Friday 7 August 2020

When the sukebind is in bud ...


Delicious new cover for the Penguin Modern Classics edition of Cold Comfort Farm.  I've never found this book quite as amusing as is often claimed.   Probably because  I am very fond of one of the novels it parodies (Mary Webb's Precious Bane) but there is lots to love about this 1932 classic.

Flora Poste is an elegant bluestocking, remarkably self-assured for a nineteen year old but her moments of self-doubt and kindness keep the reader on her side as she descends on Cold Comfort Farm to drag the unwilling inhabitants into the twentieth century.

I liked Mrs Beetle, wife of Agony Beetle and mother of Meriam the hired girl who falls pregnant 'when the sukebind* is in bud' and has produced several babies.  Flora advises Meriam on contraception and Mrs Beetle offers her own advice:
Anyway, we know now, thanks to Miss Interference from up the 'ill.

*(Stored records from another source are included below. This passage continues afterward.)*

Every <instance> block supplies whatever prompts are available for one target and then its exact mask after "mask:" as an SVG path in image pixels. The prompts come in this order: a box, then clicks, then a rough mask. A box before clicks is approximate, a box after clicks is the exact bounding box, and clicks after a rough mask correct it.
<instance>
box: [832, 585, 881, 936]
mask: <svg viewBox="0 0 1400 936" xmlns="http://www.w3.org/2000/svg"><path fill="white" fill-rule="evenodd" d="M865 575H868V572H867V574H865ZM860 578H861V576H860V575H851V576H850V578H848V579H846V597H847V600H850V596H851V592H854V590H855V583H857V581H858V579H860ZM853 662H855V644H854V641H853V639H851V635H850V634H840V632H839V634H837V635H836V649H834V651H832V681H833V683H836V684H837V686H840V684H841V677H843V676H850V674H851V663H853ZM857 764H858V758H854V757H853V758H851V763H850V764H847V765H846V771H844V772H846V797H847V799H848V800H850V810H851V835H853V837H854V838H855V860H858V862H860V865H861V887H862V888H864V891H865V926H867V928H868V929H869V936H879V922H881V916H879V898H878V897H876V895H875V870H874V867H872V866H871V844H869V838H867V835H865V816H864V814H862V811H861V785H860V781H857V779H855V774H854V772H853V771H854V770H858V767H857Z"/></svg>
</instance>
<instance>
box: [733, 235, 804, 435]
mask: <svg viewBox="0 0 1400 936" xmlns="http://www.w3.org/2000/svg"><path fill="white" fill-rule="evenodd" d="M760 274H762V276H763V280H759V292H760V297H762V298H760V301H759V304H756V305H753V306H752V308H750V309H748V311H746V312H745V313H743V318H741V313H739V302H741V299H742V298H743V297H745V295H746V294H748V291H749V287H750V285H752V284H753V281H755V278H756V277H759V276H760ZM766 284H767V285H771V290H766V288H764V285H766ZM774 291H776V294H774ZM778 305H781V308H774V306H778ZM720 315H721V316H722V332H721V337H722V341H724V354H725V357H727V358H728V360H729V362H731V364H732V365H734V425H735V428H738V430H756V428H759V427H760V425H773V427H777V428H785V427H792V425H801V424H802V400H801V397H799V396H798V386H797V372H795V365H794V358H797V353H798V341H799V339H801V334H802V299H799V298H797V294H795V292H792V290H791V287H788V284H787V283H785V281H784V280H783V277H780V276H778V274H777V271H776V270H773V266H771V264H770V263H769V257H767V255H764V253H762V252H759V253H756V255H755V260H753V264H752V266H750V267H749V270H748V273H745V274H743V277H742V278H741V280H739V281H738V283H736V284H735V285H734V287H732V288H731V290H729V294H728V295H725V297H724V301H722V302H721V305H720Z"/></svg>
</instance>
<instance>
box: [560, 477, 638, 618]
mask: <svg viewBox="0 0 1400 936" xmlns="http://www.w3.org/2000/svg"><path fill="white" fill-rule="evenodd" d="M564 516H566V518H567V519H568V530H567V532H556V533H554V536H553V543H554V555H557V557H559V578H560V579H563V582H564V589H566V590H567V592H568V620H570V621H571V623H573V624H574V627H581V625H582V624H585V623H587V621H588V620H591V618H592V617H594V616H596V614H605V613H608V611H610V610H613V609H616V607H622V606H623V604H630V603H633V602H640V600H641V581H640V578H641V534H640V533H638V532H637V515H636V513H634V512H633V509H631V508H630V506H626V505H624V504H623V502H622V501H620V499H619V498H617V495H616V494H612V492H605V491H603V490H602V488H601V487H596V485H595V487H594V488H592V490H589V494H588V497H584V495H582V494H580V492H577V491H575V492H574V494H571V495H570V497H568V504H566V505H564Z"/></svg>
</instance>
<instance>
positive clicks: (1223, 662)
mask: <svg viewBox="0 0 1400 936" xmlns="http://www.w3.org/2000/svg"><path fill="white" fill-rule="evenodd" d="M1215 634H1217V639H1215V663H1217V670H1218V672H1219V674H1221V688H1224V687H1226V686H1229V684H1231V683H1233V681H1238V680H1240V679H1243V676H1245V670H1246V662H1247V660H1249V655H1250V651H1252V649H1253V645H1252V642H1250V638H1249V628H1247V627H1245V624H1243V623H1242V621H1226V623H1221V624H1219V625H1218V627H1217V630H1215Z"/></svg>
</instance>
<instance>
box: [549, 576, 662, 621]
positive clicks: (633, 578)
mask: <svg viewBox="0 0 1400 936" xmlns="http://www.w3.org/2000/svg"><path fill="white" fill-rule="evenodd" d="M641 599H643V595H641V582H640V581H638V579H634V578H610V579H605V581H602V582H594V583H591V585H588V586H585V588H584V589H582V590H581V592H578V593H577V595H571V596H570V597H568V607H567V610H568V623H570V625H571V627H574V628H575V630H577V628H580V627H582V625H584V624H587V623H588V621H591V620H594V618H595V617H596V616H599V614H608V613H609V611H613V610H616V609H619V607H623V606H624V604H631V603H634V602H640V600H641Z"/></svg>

And I'll lay she's no better than she ought to be, a bit of a kid like 'er sailing in 'ere as bold as brass and talkin' to you about such things.  Still, she does look as if she washed 'erselef sometimes, and she ain't painted up like a dog's dinner, like most of them nowadays.  Not that I 'old with wot she told, you mind you, it ain't right. 
I really liked all the Jane Austen references.  The novel's dedication comes from Mansfield Park 'Let other pens dwell on guilt and misery' and  begins with Flora's position in the world and financial prospects which is also typical of the beginning of an Austen novel.  I suppose her interfering nature makes her a little like Emma, but Flora does not have Emma's wealth and status.  She does however intend to write a novel as good as Persuasion when she is 53.

Sukebind is a flower invented by Stella Gibbons to symbolise human lust!